Fees increasing for specialty license plates
Published 5:45 am Sunday, January 3, 2016
- Farming Feeds Tag
The new year is greeting buyers of specialty license plates with changes aimed at simplifying fees and collections — although, in most cases, everyone will have to pay more.
A new law approved earlier this year by the Alabama Legislature instituted a flat fee of $50, plus a $5 issuance fee, on most specialized and personalized plates. That across-the-board figure represents an increase over the smorgasbord of fees previously established for the variety of plates covered under the changes.
“It just equalizes them all to $50,” said Cullman County Revenue Commissioner Barry Willingham. “There were a bunch of oddball fees and figures out there that the legislature had passed over the years — some were five dollars; some were thirty dollars. It was kind of all over the place. So the legislature just said, ‘Okay, everything’s going to be fifty dollars,’ with a few listed exceptions.
“So if you have a personalized tag of any kind, or a specialty tag that can be pre-numbered; the kind we can just pull off the shelf, those will be $50, plus the $5 fee at the time of issue.”
The new fee structure is slated to take effect Jan. 1. According to the state revenue office, a handful of plate types will remain exempt from the $50 fee: Helping Schools, Retired Educators, all categories of firefighter plates, rescue squad, veterans and military plates (unless otherwise authorized by law) and disability plates.

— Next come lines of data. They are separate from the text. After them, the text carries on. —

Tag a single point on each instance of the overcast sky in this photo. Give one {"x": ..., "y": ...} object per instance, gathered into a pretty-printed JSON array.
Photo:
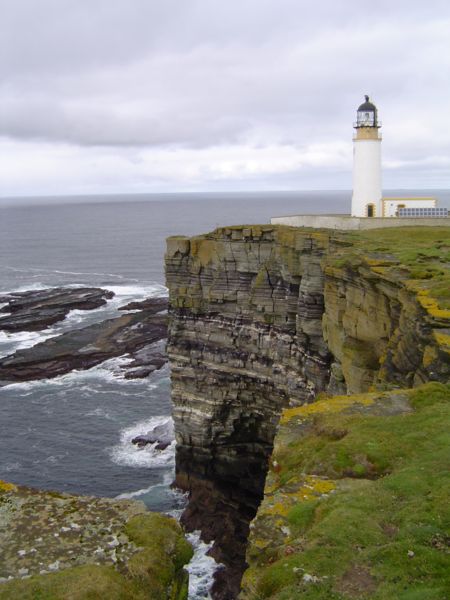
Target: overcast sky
[{"x": 110, "y": 96}]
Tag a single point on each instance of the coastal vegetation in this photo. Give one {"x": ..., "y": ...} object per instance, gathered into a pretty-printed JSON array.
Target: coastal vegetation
[{"x": 356, "y": 501}]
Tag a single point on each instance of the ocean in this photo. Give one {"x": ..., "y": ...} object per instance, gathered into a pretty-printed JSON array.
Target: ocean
[{"x": 73, "y": 433}]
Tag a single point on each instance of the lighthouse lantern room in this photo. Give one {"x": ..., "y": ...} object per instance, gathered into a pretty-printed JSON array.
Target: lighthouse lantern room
[{"x": 367, "y": 192}]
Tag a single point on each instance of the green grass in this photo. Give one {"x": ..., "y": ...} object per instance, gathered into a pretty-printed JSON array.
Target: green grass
[
  {"x": 393, "y": 528},
  {"x": 423, "y": 251},
  {"x": 154, "y": 573}
]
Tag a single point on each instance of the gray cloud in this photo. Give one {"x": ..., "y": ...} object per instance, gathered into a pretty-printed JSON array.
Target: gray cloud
[{"x": 204, "y": 74}]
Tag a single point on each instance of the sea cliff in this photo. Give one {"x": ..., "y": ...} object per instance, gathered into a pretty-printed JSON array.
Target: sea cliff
[{"x": 268, "y": 317}]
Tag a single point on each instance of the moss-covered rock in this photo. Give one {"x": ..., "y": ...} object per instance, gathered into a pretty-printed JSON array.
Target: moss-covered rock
[{"x": 58, "y": 547}]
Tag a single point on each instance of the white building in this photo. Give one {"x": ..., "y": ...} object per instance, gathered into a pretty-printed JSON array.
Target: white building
[
  {"x": 367, "y": 191},
  {"x": 367, "y": 197}
]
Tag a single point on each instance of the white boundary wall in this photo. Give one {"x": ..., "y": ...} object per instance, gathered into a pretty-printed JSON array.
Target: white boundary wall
[{"x": 356, "y": 223}]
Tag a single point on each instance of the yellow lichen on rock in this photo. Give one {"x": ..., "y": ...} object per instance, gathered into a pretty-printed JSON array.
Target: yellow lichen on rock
[
  {"x": 7, "y": 487},
  {"x": 331, "y": 404}
]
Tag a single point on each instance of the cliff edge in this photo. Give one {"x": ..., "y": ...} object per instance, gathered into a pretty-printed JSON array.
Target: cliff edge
[{"x": 268, "y": 317}]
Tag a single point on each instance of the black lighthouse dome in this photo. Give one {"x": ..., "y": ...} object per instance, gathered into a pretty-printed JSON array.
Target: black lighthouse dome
[{"x": 366, "y": 115}]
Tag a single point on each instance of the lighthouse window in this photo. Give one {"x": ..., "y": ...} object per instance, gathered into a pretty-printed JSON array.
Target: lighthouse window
[{"x": 371, "y": 210}]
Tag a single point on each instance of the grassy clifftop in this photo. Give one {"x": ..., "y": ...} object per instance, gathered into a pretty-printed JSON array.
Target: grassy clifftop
[
  {"x": 356, "y": 502},
  {"x": 59, "y": 547}
]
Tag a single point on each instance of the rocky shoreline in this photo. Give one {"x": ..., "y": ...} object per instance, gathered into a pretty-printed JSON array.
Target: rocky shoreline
[{"x": 139, "y": 334}]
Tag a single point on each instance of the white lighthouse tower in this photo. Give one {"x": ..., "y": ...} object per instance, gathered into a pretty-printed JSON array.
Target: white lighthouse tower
[{"x": 366, "y": 199}]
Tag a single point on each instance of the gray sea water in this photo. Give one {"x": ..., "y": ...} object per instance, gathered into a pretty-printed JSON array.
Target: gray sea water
[{"x": 73, "y": 433}]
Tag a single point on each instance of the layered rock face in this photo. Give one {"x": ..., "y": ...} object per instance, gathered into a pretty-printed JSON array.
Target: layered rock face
[{"x": 264, "y": 317}]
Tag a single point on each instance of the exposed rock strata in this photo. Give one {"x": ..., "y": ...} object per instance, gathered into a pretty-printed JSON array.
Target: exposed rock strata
[{"x": 264, "y": 317}]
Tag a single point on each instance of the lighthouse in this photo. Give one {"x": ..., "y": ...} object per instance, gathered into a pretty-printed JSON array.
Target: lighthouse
[{"x": 366, "y": 198}]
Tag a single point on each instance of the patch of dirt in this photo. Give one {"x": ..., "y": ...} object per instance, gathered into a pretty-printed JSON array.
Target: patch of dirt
[{"x": 356, "y": 582}]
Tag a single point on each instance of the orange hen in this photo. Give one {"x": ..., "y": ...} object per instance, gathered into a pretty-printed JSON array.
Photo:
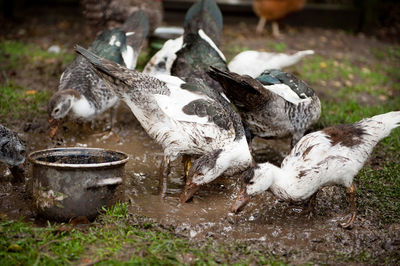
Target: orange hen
[{"x": 272, "y": 10}]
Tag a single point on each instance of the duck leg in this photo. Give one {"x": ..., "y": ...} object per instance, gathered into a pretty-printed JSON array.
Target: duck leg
[
  {"x": 260, "y": 25},
  {"x": 311, "y": 205},
  {"x": 165, "y": 169},
  {"x": 353, "y": 208},
  {"x": 187, "y": 163},
  {"x": 275, "y": 29}
]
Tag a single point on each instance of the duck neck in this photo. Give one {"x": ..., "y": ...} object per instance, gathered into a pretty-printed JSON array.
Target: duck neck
[
  {"x": 229, "y": 160},
  {"x": 268, "y": 175}
]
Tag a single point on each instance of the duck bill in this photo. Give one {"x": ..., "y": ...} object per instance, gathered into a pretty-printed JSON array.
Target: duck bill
[
  {"x": 189, "y": 191},
  {"x": 242, "y": 199},
  {"x": 54, "y": 125}
]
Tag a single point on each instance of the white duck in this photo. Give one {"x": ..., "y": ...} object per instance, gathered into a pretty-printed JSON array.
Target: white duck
[
  {"x": 161, "y": 62},
  {"x": 186, "y": 118},
  {"x": 82, "y": 95},
  {"x": 253, "y": 63},
  {"x": 332, "y": 156}
]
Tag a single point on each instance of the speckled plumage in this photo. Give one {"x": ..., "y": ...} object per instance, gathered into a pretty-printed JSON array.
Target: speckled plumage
[
  {"x": 101, "y": 11},
  {"x": 274, "y": 105},
  {"x": 186, "y": 118},
  {"x": 82, "y": 94},
  {"x": 253, "y": 63},
  {"x": 12, "y": 148},
  {"x": 203, "y": 28},
  {"x": 332, "y": 156},
  {"x": 192, "y": 54}
]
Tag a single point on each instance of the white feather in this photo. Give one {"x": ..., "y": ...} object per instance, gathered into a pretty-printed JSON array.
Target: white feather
[
  {"x": 82, "y": 108},
  {"x": 173, "y": 104},
  {"x": 113, "y": 39},
  {"x": 314, "y": 162},
  {"x": 286, "y": 93},
  {"x": 253, "y": 63},
  {"x": 205, "y": 37},
  {"x": 167, "y": 55},
  {"x": 129, "y": 57}
]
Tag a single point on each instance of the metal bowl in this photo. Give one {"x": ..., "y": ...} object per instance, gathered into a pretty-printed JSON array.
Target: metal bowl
[{"x": 71, "y": 182}]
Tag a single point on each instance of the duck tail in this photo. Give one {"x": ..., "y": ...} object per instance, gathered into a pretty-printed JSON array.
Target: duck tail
[
  {"x": 106, "y": 69},
  {"x": 207, "y": 16},
  {"x": 94, "y": 59},
  {"x": 136, "y": 28},
  {"x": 242, "y": 90},
  {"x": 384, "y": 124}
]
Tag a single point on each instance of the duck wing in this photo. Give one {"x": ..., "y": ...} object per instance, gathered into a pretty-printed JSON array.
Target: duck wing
[
  {"x": 276, "y": 76},
  {"x": 194, "y": 59}
]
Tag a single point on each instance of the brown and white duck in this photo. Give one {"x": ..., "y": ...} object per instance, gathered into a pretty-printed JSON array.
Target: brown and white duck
[
  {"x": 332, "y": 156},
  {"x": 186, "y": 117},
  {"x": 12, "y": 152}
]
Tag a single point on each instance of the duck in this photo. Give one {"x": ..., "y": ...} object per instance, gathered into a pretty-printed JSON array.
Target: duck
[
  {"x": 81, "y": 94},
  {"x": 253, "y": 63},
  {"x": 12, "y": 152},
  {"x": 331, "y": 156},
  {"x": 276, "y": 104},
  {"x": 161, "y": 62},
  {"x": 100, "y": 12},
  {"x": 272, "y": 10},
  {"x": 202, "y": 36},
  {"x": 186, "y": 117},
  {"x": 190, "y": 55}
]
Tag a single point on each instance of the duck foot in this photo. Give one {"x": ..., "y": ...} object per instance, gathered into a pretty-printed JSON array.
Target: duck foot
[
  {"x": 164, "y": 172},
  {"x": 353, "y": 208},
  {"x": 349, "y": 223},
  {"x": 189, "y": 191},
  {"x": 310, "y": 211}
]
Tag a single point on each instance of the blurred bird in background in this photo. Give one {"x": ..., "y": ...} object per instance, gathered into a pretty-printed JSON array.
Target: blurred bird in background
[
  {"x": 272, "y": 10},
  {"x": 99, "y": 12}
]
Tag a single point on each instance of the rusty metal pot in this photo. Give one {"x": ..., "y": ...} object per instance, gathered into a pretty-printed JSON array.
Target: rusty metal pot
[{"x": 71, "y": 182}]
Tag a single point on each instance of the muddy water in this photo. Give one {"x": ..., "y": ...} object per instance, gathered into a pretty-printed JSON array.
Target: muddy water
[{"x": 279, "y": 226}]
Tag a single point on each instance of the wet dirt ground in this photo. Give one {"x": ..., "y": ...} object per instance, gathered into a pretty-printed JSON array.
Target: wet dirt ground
[
  {"x": 280, "y": 227},
  {"x": 265, "y": 223}
]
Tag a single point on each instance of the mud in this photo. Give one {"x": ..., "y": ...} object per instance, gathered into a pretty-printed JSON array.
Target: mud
[
  {"x": 280, "y": 227},
  {"x": 264, "y": 224}
]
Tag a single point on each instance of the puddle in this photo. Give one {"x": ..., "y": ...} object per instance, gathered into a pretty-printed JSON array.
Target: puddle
[{"x": 279, "y": 226}]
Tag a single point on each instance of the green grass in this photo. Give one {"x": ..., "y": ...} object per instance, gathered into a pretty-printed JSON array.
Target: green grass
[
  {"x": 368, "y": 93},
  {"x": 17, "y": 102},
  {"x": 16, "y": 54},
  {"x": 113, "y": 238},
  {"x": 278, "y": 47},
  {"x": 16, "y": 60}
]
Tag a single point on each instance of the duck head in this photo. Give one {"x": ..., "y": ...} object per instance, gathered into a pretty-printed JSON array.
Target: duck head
[
  {"x": 204, "y": 170},
  {"x": 12, "y": 149},
  {"x": 255, "y": 180},
  {"x": 58, "y": 107}
]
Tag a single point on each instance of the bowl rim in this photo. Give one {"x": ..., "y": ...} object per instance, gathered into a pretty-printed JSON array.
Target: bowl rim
[{"x": 82, "y": 165}]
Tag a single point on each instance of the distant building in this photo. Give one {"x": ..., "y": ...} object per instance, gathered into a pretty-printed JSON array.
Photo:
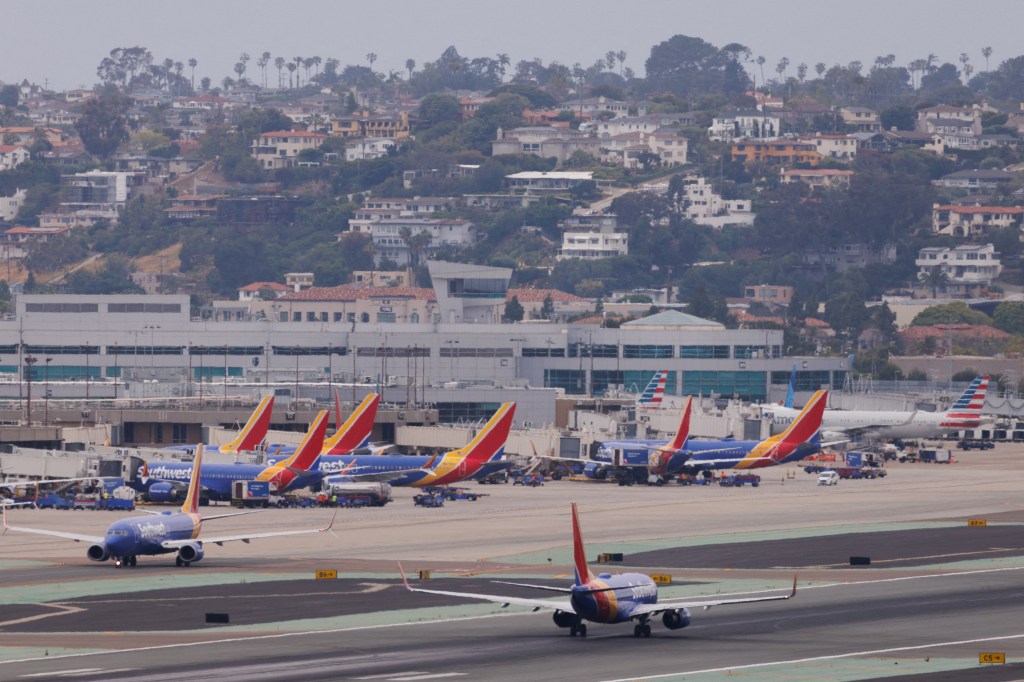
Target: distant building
[
  {"x": 974, "y": 220},
  {"x": 281, "y": 148},
  {"x": 969, "y": 267}
]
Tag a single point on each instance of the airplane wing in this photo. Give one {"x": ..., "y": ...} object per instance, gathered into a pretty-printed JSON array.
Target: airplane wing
[
  {"x": 536, "y": 604},
  {"x": 245, "y": 538},
  {"x": 671, "y": 604},
  {"x": 55, "y": 534}
]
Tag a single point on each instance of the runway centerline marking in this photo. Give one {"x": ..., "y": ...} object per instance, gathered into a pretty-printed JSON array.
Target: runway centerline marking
[
  {"x": 849, "y": 654},
  {"x": 335, "y": 631}
]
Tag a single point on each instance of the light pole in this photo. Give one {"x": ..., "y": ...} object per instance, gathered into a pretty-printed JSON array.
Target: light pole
[
  {"x": 30, "y": 360},
  {"x": 46, "y": 385}
]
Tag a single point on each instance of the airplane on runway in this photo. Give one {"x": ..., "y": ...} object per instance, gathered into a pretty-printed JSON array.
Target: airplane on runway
[
  {"x": 177, "y": 531},
  {"x": 604, "y": 598},
  {"x": 483, "y": 453},
  {"x": 164, "y": 481},
  {"x": 351, "y": 437},
  {"x": 965, "y": 414},
  {"x": 251, "y": 435},
  {"x": 800, "y": 439}
]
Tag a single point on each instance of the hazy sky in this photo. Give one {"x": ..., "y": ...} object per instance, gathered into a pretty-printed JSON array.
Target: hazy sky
[{"x": 62, "y": 41}]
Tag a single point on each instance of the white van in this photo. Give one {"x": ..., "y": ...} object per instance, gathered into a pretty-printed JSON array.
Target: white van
[{"x": 827, "y": 478}]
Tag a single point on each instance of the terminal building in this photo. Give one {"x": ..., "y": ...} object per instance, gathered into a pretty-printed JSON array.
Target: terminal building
[{"x": 463, "y": 364}]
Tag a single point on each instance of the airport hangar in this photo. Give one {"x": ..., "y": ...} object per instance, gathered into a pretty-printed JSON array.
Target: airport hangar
[{"x": 151, "y": 346}]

The popular God Bless America plate, which many residents have selected as an alternative to the standard-issue Alabama license plate, will not require the $50 fee.
Claiming interpretive discretion in enforcing the new law, Gov. Robert Bentley announced earlier this month that the state is not required to apply that fee for the God Bless America plates.
“The [Revenue] Department along with the Governor’s legal office has carefully reviewed the language…to determine if the God Bless America plate is a distinctive plate within the meaning of the Act,” a memo from the state revenue commissioner advises.
“…Given the statutory ambiguity, the Department along with the Governor’s office has determined that the additional $50 annual fee would not be due for the God Bless America license plate category, unless personalized…”
Motorists who elect to receive a God Bless America plate will still have to pay the $5 issuance fee for specialty plates — a fee that isn’t assessed on the standard-issue, 25-prefix Cullman County tag.
In 2014, there were 95,160 tag renewals in Cullman County, along with 5,099 new-issue tags. The revenue office also issued roughly 10,000 new car titles in 2014.
Locally, the God Bless America plate has been, by far, the most popular alternative tag. The revenue office handed out 17,982 God Bless America plates in 2014, second only to the 64,478 standard-issue plates Cullman County motorists obtained last year.
If you’re curious, University of Alabama specialty plates outnumbered Auburn University plates by more than double in Cullman County. UA fans purchased 2,489 ‘Bama plates in 2014, compared with Auburn’s 1,177.